The Temples of Angkor are stunning, but usually enjoyed by childless travelers. This is a shame because almost all the temples are great places to visit with children, even little ones.
But after traipsing around Angkor for nine days with our two-year-old in a backpack carrier, we know a few things. Here are our best tips for enjoying Cambodia and its temples with a small child.
Let Kids Be Kids
The Temples of Angkor are not quiet and refined. Your kids, no matter how rambunctious, are unlikely to be louder than the tour guides shouting on bullhorns. Additionally, these temples are mostly outdoors and largely in ruins. Time and the Khmer Rouge have broken anything fragile and no one will look askance at your child’s climbing (though getting in the way of people’s photos will earn you withering looks).
The best temple for letting Jude explore on his own was Preah Khan. It was large and mostly flat; Jude could wander through rooms without any steep climbing and there was plenty for us to see.
Ta Prohm—known for its picturesque overgrown silk-cotton trees and its scenes in the Tomb Raider movies— is also good for kids with its ample but not steep or dangerous climbing.
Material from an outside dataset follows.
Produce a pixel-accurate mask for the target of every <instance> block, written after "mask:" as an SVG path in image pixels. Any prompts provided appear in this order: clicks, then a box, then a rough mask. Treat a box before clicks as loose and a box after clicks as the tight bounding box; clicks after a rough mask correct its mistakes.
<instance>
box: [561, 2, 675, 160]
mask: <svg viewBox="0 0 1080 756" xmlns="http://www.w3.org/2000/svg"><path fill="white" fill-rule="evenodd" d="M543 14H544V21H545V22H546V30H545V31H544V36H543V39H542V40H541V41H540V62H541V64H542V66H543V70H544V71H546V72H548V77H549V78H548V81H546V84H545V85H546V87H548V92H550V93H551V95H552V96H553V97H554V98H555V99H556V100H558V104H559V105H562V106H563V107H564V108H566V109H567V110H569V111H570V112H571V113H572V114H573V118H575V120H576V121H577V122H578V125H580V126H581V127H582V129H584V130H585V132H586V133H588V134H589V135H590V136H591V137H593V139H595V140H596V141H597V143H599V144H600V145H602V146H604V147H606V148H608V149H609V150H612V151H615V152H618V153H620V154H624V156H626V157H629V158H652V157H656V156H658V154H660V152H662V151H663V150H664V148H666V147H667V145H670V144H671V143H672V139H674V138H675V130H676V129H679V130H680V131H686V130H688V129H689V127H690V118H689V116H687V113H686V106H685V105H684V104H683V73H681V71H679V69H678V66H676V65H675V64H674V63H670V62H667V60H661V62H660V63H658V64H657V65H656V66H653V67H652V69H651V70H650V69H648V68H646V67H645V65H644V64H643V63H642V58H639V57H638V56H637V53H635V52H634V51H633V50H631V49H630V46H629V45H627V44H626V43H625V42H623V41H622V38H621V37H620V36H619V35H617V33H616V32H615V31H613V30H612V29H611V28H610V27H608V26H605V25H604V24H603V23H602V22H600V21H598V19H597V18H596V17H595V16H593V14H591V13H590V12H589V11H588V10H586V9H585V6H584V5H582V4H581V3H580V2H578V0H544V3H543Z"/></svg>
Plan Some Adult-Only Touring
There are a few temples where little kids aren’t allowed because it isn’t safe and others where having little kids with you would be challenging. We managed to see some of these places by taking turns exploring and staying with Jude. We also gave him a break from temple touring one day and let him run around the hotel gardens with a sitter while we went out on our own.
I would reserve Beng Mealea, the wildest and most overgrown of all of the Angkor temples, for children over 8. It offers great scrambling and climbing opportunities for older children and adults. The day we toured it (the babysitter day) we saw two parents trying to manage three smaller kids and looking pretty frazzled. The two oldest were in dangerous looking climbing situations and the youngest was crying because she wasn’t allowed to join them. Their car passed our tuk-tuk on the way back to Siem Reap and the parents looked exhausted and glum.